Ne è emerso un forte vissuto di isolamento e solitudine
sperimentato dalle madri in terra straniera, con tutte le conseguenze
che ciò comporta per sé stesse e per i loro figli.
Da qui l'idea di costituire un gruppo di madri immigrate che
sia di supporto alle stesse nell'organizzazione della vita
quotidiana, per conciliare impegni di lavoro e cura dei figli,
per far fronte ai problemi che la loro crescita comporta.
Le madri, infatti, sono i soggetti privilegiati dell'integrazione.
Esse si trovano nella condizione di dover cercare un equilibrio
tra i riferimenti della cultura d'origine, le radici del passato
e i saperi dell'oggi, in un andare/venire tra memoria e presente.
Esse svolgono il delicato e importante ruolo di mediazione
tra due mondi, intrecciando culture diverse giorno per giorno.

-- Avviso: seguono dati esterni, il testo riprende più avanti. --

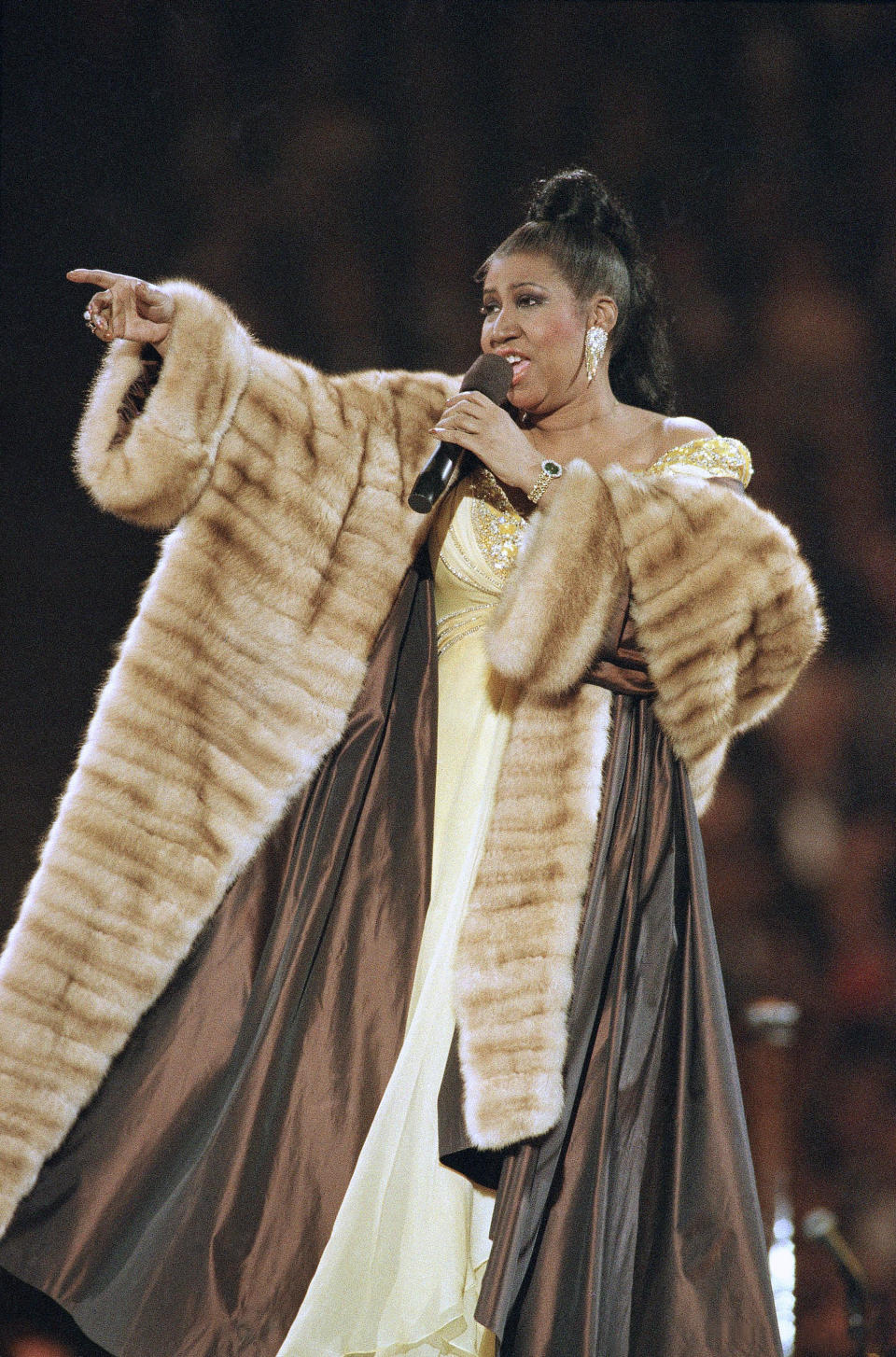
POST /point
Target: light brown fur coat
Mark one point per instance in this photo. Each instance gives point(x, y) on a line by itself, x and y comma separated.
point(287, 494)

E' attorno al figlio che nasce la necessità di un processo
di integrazione dell'immigrato nel paese straniero. Infatti,
la diade madre-figlio abita necessariamente spazi e territori
comuni. E' importante offrire alle famiglie straniere, ed in
particolare alle madri immigrate, un sostegno per la comprensione
del viaggio spaziale, psichico e mentale cui esse sono sottoposte
durante la migrazione e successivamente nella gravidanza, nel
parto e nella cura del figlio. La politica dell'immigrazione
deve tener conto di questi nuovi soggetti e realizzare azioni
e progetti per il loro sostegno e promozione.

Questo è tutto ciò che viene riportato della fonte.